The management of Service Performance Corporation (SPC) came to us with a question. They had grown from the founder’s garage to a $20M facilities management company. Their question was: “We have a plan to be a $100M company in five years—is “Service Performance” the company that is going to get us there?”

A really good question.

Starting out life with a small number janitors and the founder, offering janitorial to local businesses. They had grown over the subsequent 18 years to a full services facilities management company, managing millions of square feet across the Western U.S.

Part of their problem was that, while Service Performance worked as a name in the 80s, it was not so much in the 2010s, and all of their materials still looked and sounded like a janitorial company. They had very little to say on the full facility services they offered, so the response they were getting from sales calls and marketing campaigns was to get pigeonholed into a janitorial role.

Once they asked that question, we immediately dove into research mode. We look at the market space, the competition, did a complete brand review, and talked to their clients—new, old, and lost – to see what they had to say. The lost clients were a particularly rich source of information.

The results were astounding. Their customers loved them, more than just about any other survey we had done in 20 years of surveying customers. But…they didn’t relate to the brand/name. The general sense of the survey was “we love the company, but the name sounds like an unfinished sentence.”

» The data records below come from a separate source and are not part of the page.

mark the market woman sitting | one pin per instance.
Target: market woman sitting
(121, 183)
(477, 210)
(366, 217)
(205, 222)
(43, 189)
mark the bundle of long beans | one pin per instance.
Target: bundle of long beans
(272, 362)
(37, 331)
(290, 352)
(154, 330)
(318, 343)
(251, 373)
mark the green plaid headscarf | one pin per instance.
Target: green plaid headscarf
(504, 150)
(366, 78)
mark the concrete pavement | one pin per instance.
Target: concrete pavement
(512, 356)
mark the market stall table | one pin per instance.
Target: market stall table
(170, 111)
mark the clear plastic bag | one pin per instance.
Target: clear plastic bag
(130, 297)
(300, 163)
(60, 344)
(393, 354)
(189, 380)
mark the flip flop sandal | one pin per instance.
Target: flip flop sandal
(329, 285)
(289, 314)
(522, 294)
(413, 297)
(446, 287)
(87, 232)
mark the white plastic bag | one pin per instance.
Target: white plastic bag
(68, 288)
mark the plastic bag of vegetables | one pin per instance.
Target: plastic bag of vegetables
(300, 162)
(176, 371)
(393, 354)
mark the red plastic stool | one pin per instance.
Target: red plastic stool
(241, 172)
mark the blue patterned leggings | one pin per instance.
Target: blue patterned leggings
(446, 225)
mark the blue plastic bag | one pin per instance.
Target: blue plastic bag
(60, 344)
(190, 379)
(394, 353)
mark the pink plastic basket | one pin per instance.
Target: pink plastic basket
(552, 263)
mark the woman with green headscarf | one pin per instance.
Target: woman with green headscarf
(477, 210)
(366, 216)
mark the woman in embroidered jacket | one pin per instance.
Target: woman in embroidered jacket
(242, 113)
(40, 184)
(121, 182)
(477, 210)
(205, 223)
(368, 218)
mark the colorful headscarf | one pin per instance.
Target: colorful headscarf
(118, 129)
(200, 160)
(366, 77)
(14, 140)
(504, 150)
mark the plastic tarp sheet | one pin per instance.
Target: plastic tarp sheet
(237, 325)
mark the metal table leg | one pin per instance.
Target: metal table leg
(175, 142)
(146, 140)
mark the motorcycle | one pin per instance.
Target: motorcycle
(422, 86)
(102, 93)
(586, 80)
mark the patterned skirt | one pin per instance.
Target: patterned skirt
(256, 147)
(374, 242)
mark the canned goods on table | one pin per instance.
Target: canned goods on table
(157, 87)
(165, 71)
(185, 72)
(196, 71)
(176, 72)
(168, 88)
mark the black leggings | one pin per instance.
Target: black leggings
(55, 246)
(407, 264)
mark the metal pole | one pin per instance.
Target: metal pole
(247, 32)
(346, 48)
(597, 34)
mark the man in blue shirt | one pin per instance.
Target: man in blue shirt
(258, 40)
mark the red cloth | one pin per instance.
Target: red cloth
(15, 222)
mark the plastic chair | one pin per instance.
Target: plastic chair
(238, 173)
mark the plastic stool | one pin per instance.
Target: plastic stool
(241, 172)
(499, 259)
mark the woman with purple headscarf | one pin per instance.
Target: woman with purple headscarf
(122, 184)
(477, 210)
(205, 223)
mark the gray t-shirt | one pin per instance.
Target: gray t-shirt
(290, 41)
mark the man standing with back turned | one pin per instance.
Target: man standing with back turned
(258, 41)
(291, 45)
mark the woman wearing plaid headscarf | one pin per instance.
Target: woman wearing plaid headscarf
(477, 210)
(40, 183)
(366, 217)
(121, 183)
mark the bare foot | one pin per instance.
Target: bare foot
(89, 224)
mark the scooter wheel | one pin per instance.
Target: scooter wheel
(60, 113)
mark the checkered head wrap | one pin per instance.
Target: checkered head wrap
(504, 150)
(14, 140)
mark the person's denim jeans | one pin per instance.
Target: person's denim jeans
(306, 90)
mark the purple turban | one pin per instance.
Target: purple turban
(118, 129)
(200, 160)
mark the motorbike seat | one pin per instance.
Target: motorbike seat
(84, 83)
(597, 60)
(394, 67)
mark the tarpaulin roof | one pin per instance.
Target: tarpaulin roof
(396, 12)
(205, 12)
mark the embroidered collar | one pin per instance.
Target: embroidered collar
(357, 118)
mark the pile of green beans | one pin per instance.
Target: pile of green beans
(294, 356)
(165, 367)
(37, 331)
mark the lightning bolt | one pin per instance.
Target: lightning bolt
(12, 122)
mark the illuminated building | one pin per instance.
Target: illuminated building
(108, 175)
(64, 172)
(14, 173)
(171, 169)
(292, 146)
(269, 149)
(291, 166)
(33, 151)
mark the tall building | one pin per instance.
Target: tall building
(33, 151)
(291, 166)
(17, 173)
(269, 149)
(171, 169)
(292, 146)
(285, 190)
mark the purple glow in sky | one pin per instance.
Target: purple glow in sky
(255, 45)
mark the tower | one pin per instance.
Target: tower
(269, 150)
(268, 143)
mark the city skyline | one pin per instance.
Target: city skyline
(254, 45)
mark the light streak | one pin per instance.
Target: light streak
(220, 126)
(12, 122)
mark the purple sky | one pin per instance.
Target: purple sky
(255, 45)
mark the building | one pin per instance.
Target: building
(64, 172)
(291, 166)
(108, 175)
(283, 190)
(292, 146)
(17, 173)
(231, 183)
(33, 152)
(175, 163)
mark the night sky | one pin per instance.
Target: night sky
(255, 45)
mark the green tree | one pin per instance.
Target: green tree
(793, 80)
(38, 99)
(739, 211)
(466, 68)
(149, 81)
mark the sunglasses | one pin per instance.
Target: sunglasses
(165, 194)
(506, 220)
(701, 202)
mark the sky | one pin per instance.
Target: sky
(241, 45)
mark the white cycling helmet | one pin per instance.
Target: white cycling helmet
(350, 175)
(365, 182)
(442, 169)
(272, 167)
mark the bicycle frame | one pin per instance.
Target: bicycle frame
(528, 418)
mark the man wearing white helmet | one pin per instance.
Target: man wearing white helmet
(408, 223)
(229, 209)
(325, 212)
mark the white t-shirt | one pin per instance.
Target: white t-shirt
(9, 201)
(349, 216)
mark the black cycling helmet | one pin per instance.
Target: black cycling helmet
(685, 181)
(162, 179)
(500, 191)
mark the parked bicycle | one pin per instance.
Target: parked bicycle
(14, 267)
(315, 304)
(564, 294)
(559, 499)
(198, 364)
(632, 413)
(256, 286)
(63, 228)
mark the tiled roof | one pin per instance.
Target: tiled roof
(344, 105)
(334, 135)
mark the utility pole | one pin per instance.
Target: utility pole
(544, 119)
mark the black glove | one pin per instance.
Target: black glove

Naming is one of the hardest parts of marketing. The general rule is “the fewer the words the harder the job.” Names are harder than headlines, which are harder than subheads, which are harder than articles or whitepapers. Which is why companies spend millions of dollars for names.

We gave them three choices; stay with “SPC” and we’ll make it as strong as possible, make up a word that sounds like what you do, or pick a name out of the English language that resonates the way we want it to. And we ran through options for the last two.

Thus was born…

Flagship Facility Services, Inc., We make your facility a flagship.

Relaunch

Their name became their three-second elevator pitch and from the name we derived their entire marketing platform and all customer facing materials, in addition to some training materials on what Flagship meant, and what it meant to be part of this company.

The Results?

The first feedback we got was from salespeople coming back raving about their meetings. They were thrilled to no longer be pigeonholed into the janitorial space. Flagship’s outreach campaigns started getting good response rates, and customers were reporting a much better reception of the new brand.

And 24 months later—and in the midst of the recession—Flagship had doubled their revenues and were on track to meet their $100M dream.